As for the rest of Chelsea’s defenders, they can best be described as a collection of Adam Sandler movies in that they’re…okay I guess? Not great, not totally rubbish, but just…you know, uninspiring.
Antonio Rudiger is, at best, a poor man’s Sergio Ramos. And I’m not even comparing them in terms of their defensive ability, but rather, their history of using MMA moves on the opposition’s key player in a Champions League final.
Kurt Zouma is regarded as dispensable by Tuchel – he’s reportedly been touted as a makeweight in a potential deal for Sevilla defender Jules Kounde – Andreas Christensen has failed to convince, and Malang Sarr is untested in the English Premier League (EPL).
Club captain Cesar Azpilicueta can still play a role in the centre of defence when needed, but, like Thiago Silva, he is already past his prime and no longer the force he once was.
Things look slightly rosier in the full-back positions, with the impressive Ben Chilwell and Reece James likely to cement their status in the starting-11. But beyond that, there’s really only Marcos Alonso who can be considered as a viable option, and that is pretty much the equivalent of me being the back-up to Joseph Schooling at swimming competitions.
WATCH: Throwback to Chilwell's first goal for Chelsea
So, you can understand why Tuchel had to sacrifice his team’s attacking potential to cover up their defensive holes last season. It also goes to explain Chelsea’s interest in Kounde, although it can be argued that they probably need one or two more quality signings in defence to be secure at the back.
Of course, there is still the midfield engine known as N’Golo Kante who can be counted on to protect the backline. But there are suspicions that he is getting increasingly injury prone, and Tuchel can ill-afford to put all his eggs in the Kante basket.
Apart from Kante, there are no other natural defensive midfielders, with Jorginho and Mateo Kovacic operating more as the metronomic figures in the middle of the park.
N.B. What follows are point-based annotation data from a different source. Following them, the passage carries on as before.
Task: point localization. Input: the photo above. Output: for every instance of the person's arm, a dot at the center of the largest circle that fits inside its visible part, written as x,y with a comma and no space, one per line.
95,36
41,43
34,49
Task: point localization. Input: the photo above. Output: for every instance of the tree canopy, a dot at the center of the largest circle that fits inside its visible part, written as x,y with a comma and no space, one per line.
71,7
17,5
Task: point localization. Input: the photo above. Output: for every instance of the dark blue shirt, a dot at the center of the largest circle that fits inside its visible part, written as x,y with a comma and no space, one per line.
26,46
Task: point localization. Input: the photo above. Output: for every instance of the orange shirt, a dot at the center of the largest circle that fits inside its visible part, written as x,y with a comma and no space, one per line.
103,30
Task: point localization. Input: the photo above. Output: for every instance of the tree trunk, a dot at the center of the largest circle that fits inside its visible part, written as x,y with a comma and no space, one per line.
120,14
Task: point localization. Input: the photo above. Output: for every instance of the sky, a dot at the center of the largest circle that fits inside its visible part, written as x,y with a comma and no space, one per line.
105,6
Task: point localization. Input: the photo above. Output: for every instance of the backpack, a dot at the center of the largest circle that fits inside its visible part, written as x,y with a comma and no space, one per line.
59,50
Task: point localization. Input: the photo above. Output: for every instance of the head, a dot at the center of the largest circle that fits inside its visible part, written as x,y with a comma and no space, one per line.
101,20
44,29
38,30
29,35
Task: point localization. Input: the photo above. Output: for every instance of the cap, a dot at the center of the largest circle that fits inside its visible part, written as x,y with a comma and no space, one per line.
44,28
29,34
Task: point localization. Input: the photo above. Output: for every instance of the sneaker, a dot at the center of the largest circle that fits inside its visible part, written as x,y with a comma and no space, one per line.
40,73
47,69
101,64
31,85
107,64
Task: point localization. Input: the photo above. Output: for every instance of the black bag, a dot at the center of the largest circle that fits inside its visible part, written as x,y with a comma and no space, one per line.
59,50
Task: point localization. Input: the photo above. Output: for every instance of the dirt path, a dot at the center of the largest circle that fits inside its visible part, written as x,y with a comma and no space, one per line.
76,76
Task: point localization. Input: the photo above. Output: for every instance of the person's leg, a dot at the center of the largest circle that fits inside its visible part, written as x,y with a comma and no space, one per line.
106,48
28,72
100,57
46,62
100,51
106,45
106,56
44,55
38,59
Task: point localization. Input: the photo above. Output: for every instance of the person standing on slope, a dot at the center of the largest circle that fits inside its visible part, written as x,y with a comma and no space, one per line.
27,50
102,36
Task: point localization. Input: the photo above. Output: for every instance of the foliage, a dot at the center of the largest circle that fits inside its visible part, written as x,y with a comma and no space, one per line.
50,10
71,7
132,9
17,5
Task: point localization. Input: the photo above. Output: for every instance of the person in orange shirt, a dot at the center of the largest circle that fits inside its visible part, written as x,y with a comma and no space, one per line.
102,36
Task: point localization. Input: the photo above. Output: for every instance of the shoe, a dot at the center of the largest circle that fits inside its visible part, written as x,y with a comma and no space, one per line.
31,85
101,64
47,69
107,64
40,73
What all this means, is that unless Tuchel manages to sort out his team’s defensive deficiencies before the transfer window closes at the end of the month, there is every chance that his Chelsea revolution will continue to be a pragmatic, if not dour, affair.
It would be nice if Tuchel unshackles his team and brings out the old ‘I’ll score more than you’ playbook, but knowing how the 47-year-old operates, that is unlikely to happen.
Then again, who’s to say that relying on what has worked so far is bad for Tuchel? If Chelsea pip Manchester City to the EPL title in the coming season – and as things stand, they will probably be the closest challengers – or manage to retain their Champions League trophy, you can bet your HDB flat that their fans won’t care one bit if the football is boring.
WATCH: Chelsea fans celebrate winning the Champions League
Heck, neither Abramovich or Tuchel will care either. After all, legacies are not simply built on entertaining football. They are built on tangible success – and that is exactly what Tuchel will hope his revolution can bring to Chelsea again this season.